Cate Cahan from Chicago Public Radio WBEZ, Fernando Diaz from Hoy Chicago, Patrick Curry from WGN News and moderator Valerie Denney from Denney Communications all began the panel with the intention of helping an audience of people from nonprofits better understand how to get their nonprofit organization's story into the news and raise their profile. But, the more they talked, the more the following meme emerged: "Report your own story."
I attended the panel session as a volunteer for Community Media Workshop and was very hesitant to take issue with the course of conversation during the discussion. I was not a nonprofit hoping to gain something. I was an observer with a fair amount of knowledge of shifting trends in media and an interest in the future of journalism in America.
Cahan reasonably suggested that nonprofits "find out who reporters are" so that the right person to cover a story could be found. She then suggested that nonprofits could videotape what they do and mentioned that they could record audio for a "soundbite of the day." And, she suggested people take photos as well.
This could be posted on the organization's website so that when nonprofits sent emails requesting coverage from a news organization that news organization could go to the website and mine it for content for their story on the nonprofit.

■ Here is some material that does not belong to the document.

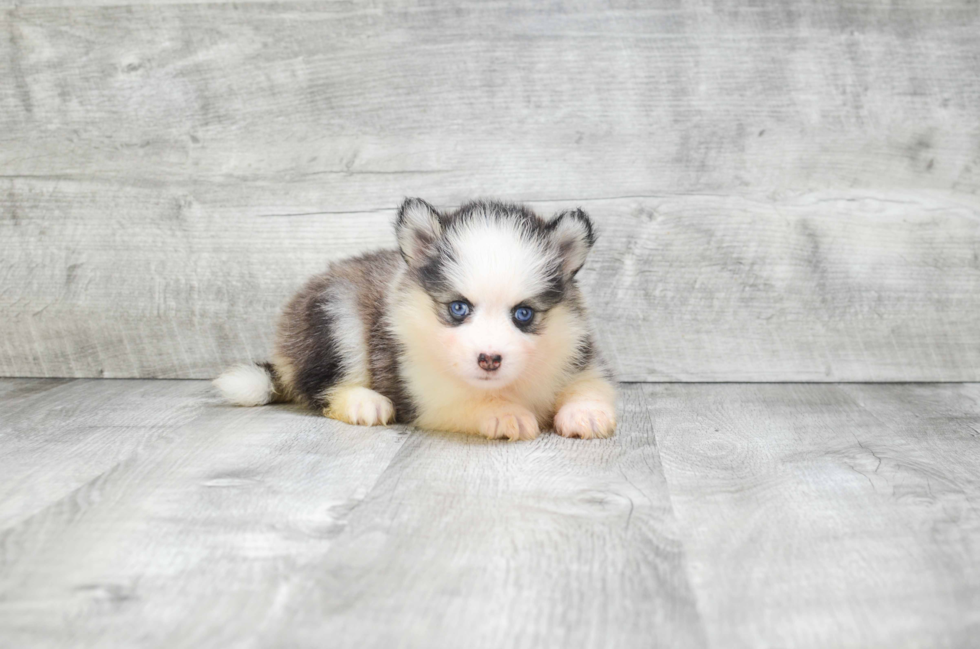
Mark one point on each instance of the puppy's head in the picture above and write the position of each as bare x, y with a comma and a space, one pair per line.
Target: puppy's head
490, 274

Curry provided a valuable tip and reminded nonprofits to make sure video recorded is "visual" so it could be aired. He also went along with the idea of reporting on your nonprofit organization and then posting it or submitting it to the news organization so it could be picked up.
He mentioned that the WGN station "cut file tape from YouTube" when they could not get out into the field to develop a story or don't want to go out and develop a story and he said the "more work you do for us, the easier it is to put it on."
I had known that journalism was in trouble but never had I seen it laid out so clear right before my eyes. The people on the panel weren't exhibiting a sense of journalistic duty and integrity so much as they were demonstrating that news is now about management (and public relations). And, if community can fit into a news organization's limited budget for management of operations, then news would be happy to include the nonprofits.